It's My Home

April 6, 1983 12:30 PM Wednesday

Some of the children in town are calling me teech-ah now instead of Yovo. That is much better. I know they call other teachers that as well, so now I'm not being treated differently.

Insects are coming back with the rains. Flying ants are coming out of the ground and are attracted by the kerosene lamps. It is a pain to work with flying ants on the paper so I have to close the windows. Then it gets hot. No screens here.

I bought 100 F worth of kerosene from a marche woman. I got to use the Ewe word for it. Words are so valuable. I was looking for garlic one day. It is difficult to try and describe garlic with only sign language. Onions are easily visible but garlic is usually tucked away somewhere. K told me the word for it ("eye-o") so I just said "eye-o" and several women jumped up and brought out their garlic selection.

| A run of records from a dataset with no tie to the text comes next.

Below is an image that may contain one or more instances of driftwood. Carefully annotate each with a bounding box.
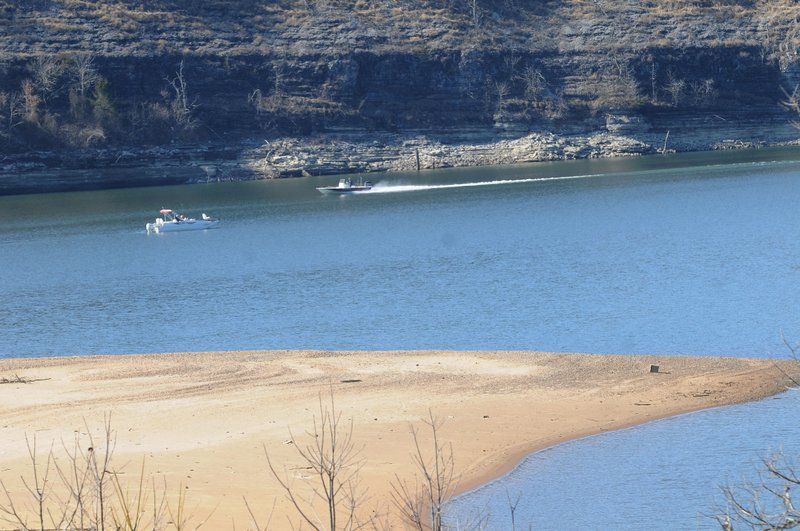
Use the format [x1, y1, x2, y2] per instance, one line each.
[0, 373, 50, 384]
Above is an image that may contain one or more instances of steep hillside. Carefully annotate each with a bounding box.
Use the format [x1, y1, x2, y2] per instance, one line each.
[0, 0, 800, 189]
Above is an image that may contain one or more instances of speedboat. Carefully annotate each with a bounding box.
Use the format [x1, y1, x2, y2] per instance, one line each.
[144, 208, 219, 234]
[317, 177, 372, 194]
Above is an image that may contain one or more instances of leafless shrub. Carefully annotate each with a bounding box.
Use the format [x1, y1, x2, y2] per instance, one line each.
[264, 389, 363, 531]
[167, 60, 198, 131]
[781, 85, 800, 132]
[689, 78, 719, 107]
[0, 415, 205, 531]
[28, 55, 64, 101]
[715, 454, 800, 531]
[665, 73, 686, 107]
[392, 411, 457, 531]
[22, 79, 42, 124]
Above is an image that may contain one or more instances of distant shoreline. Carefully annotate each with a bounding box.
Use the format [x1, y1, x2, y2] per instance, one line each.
[0, 123, 800, 196]
[0, 351, 800, 529]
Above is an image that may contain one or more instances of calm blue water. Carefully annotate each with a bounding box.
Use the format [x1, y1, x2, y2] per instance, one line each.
[0, 150, 800, 357]
[0, 145, 800, 529]
[448, 391, 800, 531]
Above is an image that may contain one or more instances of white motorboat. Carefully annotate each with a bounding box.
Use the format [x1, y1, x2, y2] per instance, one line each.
[317, 177, 372, 194]
[145, 208, 219, 234]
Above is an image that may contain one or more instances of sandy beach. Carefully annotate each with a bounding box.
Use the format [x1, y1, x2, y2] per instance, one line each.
[0, 351, 800, 529]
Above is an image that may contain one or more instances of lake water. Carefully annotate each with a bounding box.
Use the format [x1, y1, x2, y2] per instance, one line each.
[0, 145, 800, 528]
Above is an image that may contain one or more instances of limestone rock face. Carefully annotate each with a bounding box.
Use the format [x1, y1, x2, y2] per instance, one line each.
[0, 0, 800, 193]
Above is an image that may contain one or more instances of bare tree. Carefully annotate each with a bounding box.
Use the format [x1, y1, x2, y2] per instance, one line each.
[29, 55, 64, 101]
[22, 79, 42, 123]
[72, 53, 99, 96]
[0, 92, 23, 135]
[266, 388, 363, 531]
[167, 60, 197, 131]
[666, 73, 686, 107]
[715, 454, 800, 531]
[0, 435, 57, 531]
[781, 85, 800, 132]
[392, 411, 457, 531]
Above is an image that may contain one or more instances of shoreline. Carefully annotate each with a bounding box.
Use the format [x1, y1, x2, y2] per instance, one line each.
[0, 351, 800, 528]
[0, 123, 800, 196]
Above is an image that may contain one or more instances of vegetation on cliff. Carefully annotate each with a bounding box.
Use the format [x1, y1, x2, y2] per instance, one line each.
[0, 0, 800, 158]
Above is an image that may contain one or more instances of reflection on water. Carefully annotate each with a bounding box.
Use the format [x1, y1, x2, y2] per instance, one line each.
[0, 150, 800, 356]
[0, 150, 800, 529]
[448, 391, 800, 530]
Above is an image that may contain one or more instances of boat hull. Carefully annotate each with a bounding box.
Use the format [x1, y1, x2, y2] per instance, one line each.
[145, 219, 219, 234]
[317, 186, 372, 195]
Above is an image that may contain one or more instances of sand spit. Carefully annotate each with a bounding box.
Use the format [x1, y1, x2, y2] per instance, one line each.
[0, 351, 800, 529]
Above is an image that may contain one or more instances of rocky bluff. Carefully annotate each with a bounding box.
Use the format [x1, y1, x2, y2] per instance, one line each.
[0, 0, 800, 193]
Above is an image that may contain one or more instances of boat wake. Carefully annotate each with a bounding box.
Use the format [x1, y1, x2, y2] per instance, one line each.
[364, 174, 599, 194]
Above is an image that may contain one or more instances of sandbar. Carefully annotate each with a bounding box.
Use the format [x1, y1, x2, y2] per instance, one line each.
[0, 350, 800, 529]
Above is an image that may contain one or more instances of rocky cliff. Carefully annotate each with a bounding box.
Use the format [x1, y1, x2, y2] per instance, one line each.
[0, 0, 800, 192]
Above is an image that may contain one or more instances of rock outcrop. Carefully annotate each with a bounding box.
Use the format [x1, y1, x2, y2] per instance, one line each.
[0, 0, 800, 190]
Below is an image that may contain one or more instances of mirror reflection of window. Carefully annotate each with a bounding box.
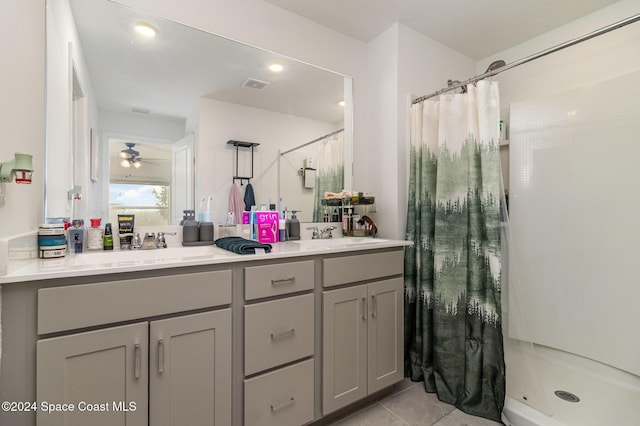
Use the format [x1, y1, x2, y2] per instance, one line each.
[109, 138, 172, 226]
[109, 183, 171, 226]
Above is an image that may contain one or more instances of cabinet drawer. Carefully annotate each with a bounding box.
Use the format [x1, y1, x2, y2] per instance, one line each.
[322, 250, 404, 287]
[244, 359, 314, 426]
[244, 294, 314, 375]
[38, 270, 231, 334]
[244, 260, 314, 300]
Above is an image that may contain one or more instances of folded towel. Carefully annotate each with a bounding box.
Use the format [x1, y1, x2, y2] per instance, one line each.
[215, 237, 271, 254]
[229, 183, 246, 224]
[244, 183, 256, 212]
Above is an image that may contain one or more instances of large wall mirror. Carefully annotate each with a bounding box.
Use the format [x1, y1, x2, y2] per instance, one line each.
[45, 0, 353, 225]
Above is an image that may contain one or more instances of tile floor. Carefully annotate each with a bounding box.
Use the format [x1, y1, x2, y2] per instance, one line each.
[332, 379, 501, 426]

As I passed by K's house coming back from the marche, one of his sisters came out of the house, smiled and waved to me. Not too unusual? She wasn't wearing a top. This is not an uncommon occurance. Some African customs I've had no trouble adjusting to. Topless women don't have this hey-wink-wink-look-at-me-I-don't-have-a-top-on attitude. Some of my students asked me why American women always keep their breasts covered. What could I say? I said there was a difference in customs and then asked why men and women don't hold hands in public here. Their answer: if you hold hands with someone, everyone assumes you are married. Things that you never see in America are common place here and vice versa.

Some cows just ran through my yard. That's twice this week. The other day there were 6 or 7 grazing on the front lawn. They are fairly gentle, but big:

April 7, 1983 12:20 PM Thursday
Is it the heat? I’m irritable again. Or is it just Terminale? It is hot in the day, warm at night. No time to really cool off.

April 9, 1983 7:30 PM Saturday
I feel closer to my friend, the Universe, here in Africa. It is pouring down rain and I like it a lot. It is a good thing. I feel so close to water itself. It is a good friend of mine.
I like black skin a lot, too. It is very handsome skin. It looks closer to the earth (Boy, is it raining!).
I love everything.

April 12, 1983 5:50 PM Tuesday
Today I don’t love everything.
What will I do for a month in the States? Will I have feelings of superiority because of my worldly experience? Will I turn into someone like S who is quite unbearably pretentious? Are there really terminally boring people in the world who have nothing to say? Is P right? Should some people be terminated? Or are all people good somewhere? Is it worthwhile to ask these questions? What else is there to do but ask? Should I “just live?” What does that mean? Does asking these questions help me become a more content person?

April 13, 1983 9:30 PM


It’s My Home

There’s a cloud in the night sky
That the wind never blows away
And I’ve seen it go
Through the tail of Scorpio
It’s my home, it’s my home

Some friends from a star in Centaurus have offered me a ride
And I’m gonna go, I’d be a fool to say no
It’s my home, it’s my home

I know some people on Alpha Lyra
That I haven’t seen for awhile
We can write letters but the mail is so slow
And I’d like to see them smile

I’ve been out here for awhile
And I know the folks in town
And though the trees aren’t the same I know everyone’s name
It’s my home, it’s my home

There’s a star in the south west
(Where the Centaur looks at me)
And there’s a world near that sun, it’s my favorite one
It’s my home, it’s my home

It must seem I have many
And in a way, it’s true
Even back in Jersey is my own family
That’s my home, that’s my home

April 14

You can only find brightly colored, usually stripped socks here. There are no bland African clothes.

Saturday, April 16 2:40 PM
Just up from a nap and I have that mystical just-woke-up feeling. It makes me feel magic. But I don’t know if I always had it.

I mowed part of my lawn this morning. Not like this:

but like this:

Everyone in Togo has a coup-coup (machete) and a short hoe:

Too common place is to see little seven-year-old girls carrying these huge knives. Very fashionable, to wear a short hoe on your head:

I was sitting on one of the marche tables the other day watching the people in town:

Africans are not accustomed to counter tops so they put all their work on the ground. If they're washing dishes, or sorting dried manioc or dried cola nuts, palm nuts, etc., they stand and work bending over their dishes, etc. The surprising thing is the ease at which they bend to work. If I put myself in the average working position, I would be in great pain. They don't bend their legs and yet they work close to the ground.

Sunday April 17 4:15 PM
I feel good. People are being friendly to me in town. Friday might I went into town to “take some air” and met some Première A4 students who were already taking some air. We talked for awhile. The Marché women are getting to know me. They use Ewe greetings instead of French. Perhaps the phase of the moon is good.

Tuesday April 19 3:45 PM
I filled up the mobylette today. How many trips to school and back can be made on one tank full? I bought gas in Ewe today. It made the gas man smile.

8:30 PM
I was feeling so good. Then boom. I feel anxious... Perhaps too many mosquito bites, too humid? Not enough water?